Au passage de l’ échelle, il s’ est pris un pain dans la gueule par le peintre qui était descendu, du haut de l’ échelle, il avait vu venir le voleur.
Voilà le type par terre à compter les étoiles. Attroupement. Vous le croirez si vous voulez, mais il y a eu des gens pour engueuler le peintre.
J’ étais étonné et scandalisé de voir le voleur défendu et le peintre ainsi pris à partie. J’ ai croisé son regard. On se comprenait. La dame a repris son sac. Les autres, je les ai oubliés. J’ avais 10 ans.
-Mon frère a vu la même scène mais à Shanghai, il y a une ethnie de l’ Ouest de la Chine qui est musulmane et connue pour ses nombreux voleurs. Le picpocket s’ est fait rudoyer par le foule et ensuite tabassé par la police devant tout le monde. Ne parlons pas de ce qu’ il se passe au Qatar par exemple.

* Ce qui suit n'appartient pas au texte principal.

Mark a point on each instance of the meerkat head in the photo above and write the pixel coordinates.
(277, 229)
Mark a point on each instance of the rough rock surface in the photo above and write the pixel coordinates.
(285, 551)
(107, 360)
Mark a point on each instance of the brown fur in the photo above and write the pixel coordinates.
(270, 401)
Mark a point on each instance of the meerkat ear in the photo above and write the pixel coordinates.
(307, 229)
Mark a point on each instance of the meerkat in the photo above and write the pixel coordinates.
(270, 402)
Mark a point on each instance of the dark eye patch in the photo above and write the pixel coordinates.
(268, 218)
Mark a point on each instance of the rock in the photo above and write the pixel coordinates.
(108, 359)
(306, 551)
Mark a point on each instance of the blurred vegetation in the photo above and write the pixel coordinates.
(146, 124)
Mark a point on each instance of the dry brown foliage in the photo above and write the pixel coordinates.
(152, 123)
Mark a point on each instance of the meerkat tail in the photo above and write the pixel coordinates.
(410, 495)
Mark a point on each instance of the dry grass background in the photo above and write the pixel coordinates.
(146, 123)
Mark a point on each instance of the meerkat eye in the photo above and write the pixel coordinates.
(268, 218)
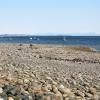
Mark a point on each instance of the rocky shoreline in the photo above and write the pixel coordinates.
(48, 72)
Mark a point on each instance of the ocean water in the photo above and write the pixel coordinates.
(89, 41)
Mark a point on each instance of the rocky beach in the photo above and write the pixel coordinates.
(49, 72)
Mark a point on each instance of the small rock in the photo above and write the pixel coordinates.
(49, 86)
(58, 96)
(95, 97)
(64, 90)
(55, 89)
(88, 95)
(92, 91)
(26, 81)
(78, 93)
(1, 98)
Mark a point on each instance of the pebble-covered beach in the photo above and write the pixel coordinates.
(49, 72)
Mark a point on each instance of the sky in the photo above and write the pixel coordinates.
(50, 17)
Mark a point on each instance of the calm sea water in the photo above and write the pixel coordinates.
(90, 41)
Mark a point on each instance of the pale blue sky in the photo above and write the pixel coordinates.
(56, 16)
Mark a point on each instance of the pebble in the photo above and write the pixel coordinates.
(92, 91)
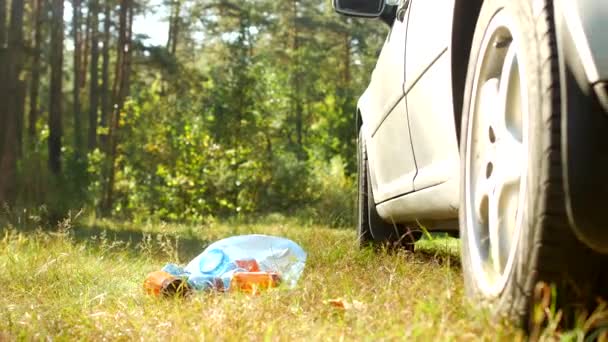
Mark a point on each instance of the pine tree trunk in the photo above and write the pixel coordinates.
(94, 85)
(85, 51)
(3, 19)
(105, 73)
(14, 103)
(35, 84)
(76, 36)
(120, 89)
(174, 26)
(55, 120)
(296, 97)
(3, 69)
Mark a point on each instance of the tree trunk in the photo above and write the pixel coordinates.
(2, 23)
(296, 96)
(174, 23)
(105, 73)
(120, 90)
(35, 83)
(14, 103)
(3, 70)
(85, 51)
(55, 121)
(76, 36)
(94, 88)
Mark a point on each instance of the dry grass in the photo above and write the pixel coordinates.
(85, 282)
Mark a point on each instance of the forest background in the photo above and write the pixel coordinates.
(248, 108)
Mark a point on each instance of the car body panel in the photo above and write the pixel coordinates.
(385, 125)
(586, 22)
(411, 132)
(584, 138)
(429, 92)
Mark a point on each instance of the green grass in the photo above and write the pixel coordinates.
(84, 281)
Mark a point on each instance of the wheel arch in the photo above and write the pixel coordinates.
(465, 17)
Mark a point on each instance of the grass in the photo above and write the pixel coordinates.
(83, 280)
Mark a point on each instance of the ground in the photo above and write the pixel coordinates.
(83, 280)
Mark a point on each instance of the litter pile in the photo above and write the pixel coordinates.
(247, 263)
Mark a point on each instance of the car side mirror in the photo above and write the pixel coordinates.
(359, 8)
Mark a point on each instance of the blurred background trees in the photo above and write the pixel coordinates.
(248, 108)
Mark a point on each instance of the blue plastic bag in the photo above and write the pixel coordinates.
(215, 266)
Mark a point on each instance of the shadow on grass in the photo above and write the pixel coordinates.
(439, 257)
(184, 246)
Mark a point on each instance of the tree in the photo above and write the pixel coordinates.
(12, 113)
(94, 83)
(120, 91)
(76, 36)
(56, 98)
(174, 26)
(38, 15)
(105, 70)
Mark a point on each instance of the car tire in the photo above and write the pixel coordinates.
(372, 230)
(513, 225)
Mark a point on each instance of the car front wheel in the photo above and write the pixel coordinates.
(512, 219)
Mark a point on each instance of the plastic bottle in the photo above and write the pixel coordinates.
(253, 282)
(160, 283)
(225, 259)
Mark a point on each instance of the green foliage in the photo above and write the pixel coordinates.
(252, 114)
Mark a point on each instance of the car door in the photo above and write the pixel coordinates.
(428, 89)
(385, 125)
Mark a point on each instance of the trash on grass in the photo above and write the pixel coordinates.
(343, 304)
(246, 263)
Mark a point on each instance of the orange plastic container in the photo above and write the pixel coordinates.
(252, 282)
(160, 283)
(248, 264)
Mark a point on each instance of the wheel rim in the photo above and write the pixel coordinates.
(496, 156)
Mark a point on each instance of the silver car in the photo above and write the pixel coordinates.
(489, 120)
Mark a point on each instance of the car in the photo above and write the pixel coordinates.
(489, 120)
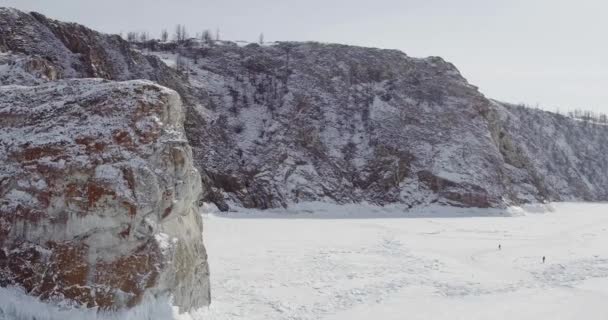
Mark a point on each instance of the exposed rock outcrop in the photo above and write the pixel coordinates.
(98, 195)
(287, 122)
(294, 122)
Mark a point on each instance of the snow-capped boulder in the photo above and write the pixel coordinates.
(98, 195)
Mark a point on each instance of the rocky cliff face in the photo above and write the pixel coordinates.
(98, 193)
(294, 122)
(277, 124)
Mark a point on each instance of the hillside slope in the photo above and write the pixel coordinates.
(292, 122)
(289, 122)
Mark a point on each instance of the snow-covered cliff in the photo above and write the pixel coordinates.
(99, 196)
(291, 122)
(288, 122)
(98, 192)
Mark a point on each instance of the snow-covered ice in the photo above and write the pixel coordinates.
(327, 264)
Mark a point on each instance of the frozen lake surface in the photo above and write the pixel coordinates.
(332, 265)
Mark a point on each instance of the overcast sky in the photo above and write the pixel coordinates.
(553, 53)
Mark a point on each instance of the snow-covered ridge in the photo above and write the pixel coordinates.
(293, 122)
(278, 124)
(98, 197)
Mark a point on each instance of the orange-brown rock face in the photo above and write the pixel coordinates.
(98, 195)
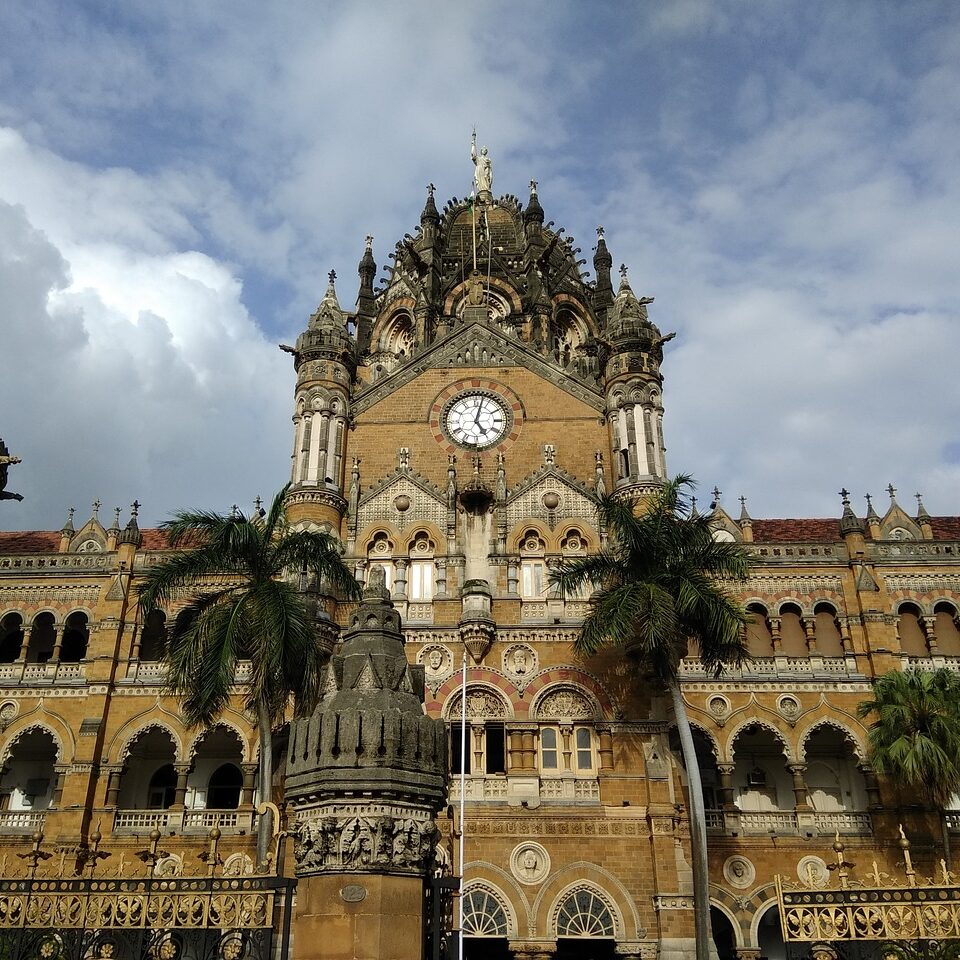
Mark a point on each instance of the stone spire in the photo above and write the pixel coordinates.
(602, 264)
(366, 299)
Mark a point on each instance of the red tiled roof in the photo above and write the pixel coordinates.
(775, 531)
(29, 541)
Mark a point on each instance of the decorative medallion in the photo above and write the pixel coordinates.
(788, 707)
(530, 862)
(813, 871)
(719, 708)
(520, 663)
(739, 872)
(437, 663)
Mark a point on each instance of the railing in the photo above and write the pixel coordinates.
(714, 820)
(843, 821)
(692, 669)
(768, 821)
(22, 821)
(183, 821)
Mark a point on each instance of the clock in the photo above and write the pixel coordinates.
(477, 419)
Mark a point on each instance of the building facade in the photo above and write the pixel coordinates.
(455, 430)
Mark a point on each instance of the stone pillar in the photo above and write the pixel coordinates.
(797, 770)
(775, 635)
(113, 788)
(180, 791)
(366, 774)
(249, 782)
(726, 785)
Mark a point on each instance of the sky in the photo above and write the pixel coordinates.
(176, 179)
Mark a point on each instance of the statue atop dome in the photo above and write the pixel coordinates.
(483, 170)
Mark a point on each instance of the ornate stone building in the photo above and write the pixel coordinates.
(454, 429)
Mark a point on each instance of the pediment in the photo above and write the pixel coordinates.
(575, 500)
(427, 503)
(478, 344)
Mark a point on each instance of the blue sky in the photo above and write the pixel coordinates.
(176, 180)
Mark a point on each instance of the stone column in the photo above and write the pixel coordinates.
(726, 771)
(249, 782)
(797, 770)
(113, 788)
(180, 791)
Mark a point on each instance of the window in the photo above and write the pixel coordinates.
(420, 580)
(584, 749)
(549, 751)
(532, 578)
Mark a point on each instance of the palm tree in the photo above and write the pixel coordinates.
(239, 576)
(656, 589)
(915, 738)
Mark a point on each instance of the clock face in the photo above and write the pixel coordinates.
(476, 420)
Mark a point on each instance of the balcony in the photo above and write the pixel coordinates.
(22, 821)
(183, 821)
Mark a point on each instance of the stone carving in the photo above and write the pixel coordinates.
(719, 709)
(520, 663)
(530, 862)
(739, 872)
(788, 707)
(360, 842)
(565, 704)
(813, 871)
(437, 663)
(481, 705)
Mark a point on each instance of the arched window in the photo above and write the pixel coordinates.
(793, 638)
(945, 629)
(11, 637)
(483, 915)
(75, 634)
(829, 643)
(162, 788)
(912, 640)
(153, 638)
(584, 914)
(223, 789)
(759, 638)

-Troisième version, Brooklyn, New York, USA, dans le film Brooklyn Boogie, un voleur est rattrapé par un marchand de tabac qui rapporte en même temps le sac à sa propriétaire.
Le voleur est presqu’ un enfant. La femme s’ apitoie devant sa jeunesse. Le marchand lui demande de porter plainte. Elle refuse. Il lui dit qu’ il a beaucoup couru pour lui rendre son sac et attraper le jeune, et qu’ il faut stopper ces vols dans le quartier. Elle refuse encore. Alors, lui, il redonne le sac au jeune et lui dit de filer, ce que le jeune ne manque pas de faire. Et la femme se remet à crier. Bon là, c’ est un film.